Since July 1999, I've lived on my own. There's this idea that people in cities tend to have a higher percentage of the population diagnosed with SZ, and I'm not sure why or if this is true. I know that my recent hard time started after I moved to the City. All things being equal, I would rather live here than anywhere. My psychiatrist can see me in the evenings, a Gristede's is within walking distance, and I can attend the poetry readings in the West Village. So it's a trade-off: health care and culture at the risk of a not-so-well mind that needs medication and therapy to function on an even keel.
In July, I plan to have a housewarming. I'm settling in now. All the boxes have been flattened and the remaining ones I take down to the recycling room on Tuesday morning. For views from the apartment, you can read my blog, Joyful Music, where I've posted photos.
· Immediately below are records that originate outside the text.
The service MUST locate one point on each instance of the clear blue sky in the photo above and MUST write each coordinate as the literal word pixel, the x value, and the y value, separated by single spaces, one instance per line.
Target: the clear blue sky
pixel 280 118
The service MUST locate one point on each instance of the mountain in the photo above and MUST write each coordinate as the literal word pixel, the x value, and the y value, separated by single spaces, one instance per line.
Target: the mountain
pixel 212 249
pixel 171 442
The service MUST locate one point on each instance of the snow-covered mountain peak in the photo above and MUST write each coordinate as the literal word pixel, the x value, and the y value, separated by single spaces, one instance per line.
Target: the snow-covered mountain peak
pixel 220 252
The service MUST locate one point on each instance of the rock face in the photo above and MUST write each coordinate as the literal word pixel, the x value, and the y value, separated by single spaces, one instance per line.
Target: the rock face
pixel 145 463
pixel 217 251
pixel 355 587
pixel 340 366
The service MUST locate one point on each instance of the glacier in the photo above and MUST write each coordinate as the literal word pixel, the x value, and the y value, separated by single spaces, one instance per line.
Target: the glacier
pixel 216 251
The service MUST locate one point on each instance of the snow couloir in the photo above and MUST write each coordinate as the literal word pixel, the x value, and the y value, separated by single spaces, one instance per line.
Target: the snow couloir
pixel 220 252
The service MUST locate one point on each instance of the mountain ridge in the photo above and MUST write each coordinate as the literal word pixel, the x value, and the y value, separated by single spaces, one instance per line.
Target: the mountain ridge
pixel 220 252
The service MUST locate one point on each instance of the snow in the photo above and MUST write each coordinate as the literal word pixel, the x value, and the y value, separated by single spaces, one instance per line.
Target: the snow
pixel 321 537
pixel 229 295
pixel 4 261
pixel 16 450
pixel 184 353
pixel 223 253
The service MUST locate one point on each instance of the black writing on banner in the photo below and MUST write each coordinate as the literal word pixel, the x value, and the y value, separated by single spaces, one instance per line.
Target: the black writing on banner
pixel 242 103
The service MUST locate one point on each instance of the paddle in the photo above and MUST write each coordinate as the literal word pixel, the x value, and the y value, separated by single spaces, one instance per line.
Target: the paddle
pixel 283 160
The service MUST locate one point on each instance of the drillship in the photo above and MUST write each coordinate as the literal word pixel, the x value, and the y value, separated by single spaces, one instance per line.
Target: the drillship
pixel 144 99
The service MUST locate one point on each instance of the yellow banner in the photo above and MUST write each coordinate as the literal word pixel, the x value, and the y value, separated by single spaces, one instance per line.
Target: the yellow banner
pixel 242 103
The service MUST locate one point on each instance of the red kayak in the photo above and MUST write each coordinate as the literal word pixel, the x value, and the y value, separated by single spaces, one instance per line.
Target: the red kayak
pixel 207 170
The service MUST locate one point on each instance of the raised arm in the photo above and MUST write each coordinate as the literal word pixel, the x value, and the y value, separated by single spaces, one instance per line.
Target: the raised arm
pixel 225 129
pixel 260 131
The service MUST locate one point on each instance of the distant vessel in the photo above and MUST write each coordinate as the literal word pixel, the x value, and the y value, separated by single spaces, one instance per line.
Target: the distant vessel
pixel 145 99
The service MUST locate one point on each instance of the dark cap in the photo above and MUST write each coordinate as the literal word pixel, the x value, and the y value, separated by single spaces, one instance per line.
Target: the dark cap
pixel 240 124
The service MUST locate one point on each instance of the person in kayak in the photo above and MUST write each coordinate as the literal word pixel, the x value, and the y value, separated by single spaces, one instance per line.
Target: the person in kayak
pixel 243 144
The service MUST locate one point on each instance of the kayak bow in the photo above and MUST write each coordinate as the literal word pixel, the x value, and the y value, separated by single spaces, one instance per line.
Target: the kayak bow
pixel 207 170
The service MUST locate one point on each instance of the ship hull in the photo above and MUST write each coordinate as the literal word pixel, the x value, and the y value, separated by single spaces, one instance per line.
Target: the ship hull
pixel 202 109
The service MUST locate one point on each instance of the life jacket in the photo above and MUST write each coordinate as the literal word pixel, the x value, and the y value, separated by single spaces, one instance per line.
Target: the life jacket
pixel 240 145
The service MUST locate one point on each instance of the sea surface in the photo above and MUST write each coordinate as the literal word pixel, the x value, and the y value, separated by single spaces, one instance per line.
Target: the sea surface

I'm going to wrap up this SharePost so I can post the Question of the Week: Independent Living-Tips and Tricks. For now, I want to tell you what I learned living in this new apartment so far: nothing's perfect. Everything doesn't always fall into place until years later. I was stuck in the old apartment for ten years. The right opportunity presented itself this year and I took it. Before that I was kind of held back. Already there's a freeing energy in my new space.
You do not know when the tide is going to turn, you go out to meet it and hope it will turn sooner rather than later. Yet if it doesn't, and the wait is long, don't despair. Take whatever limited action you can now to move closer to your dream. Some things you may have to leave unfinished. When it's time to go, you will know.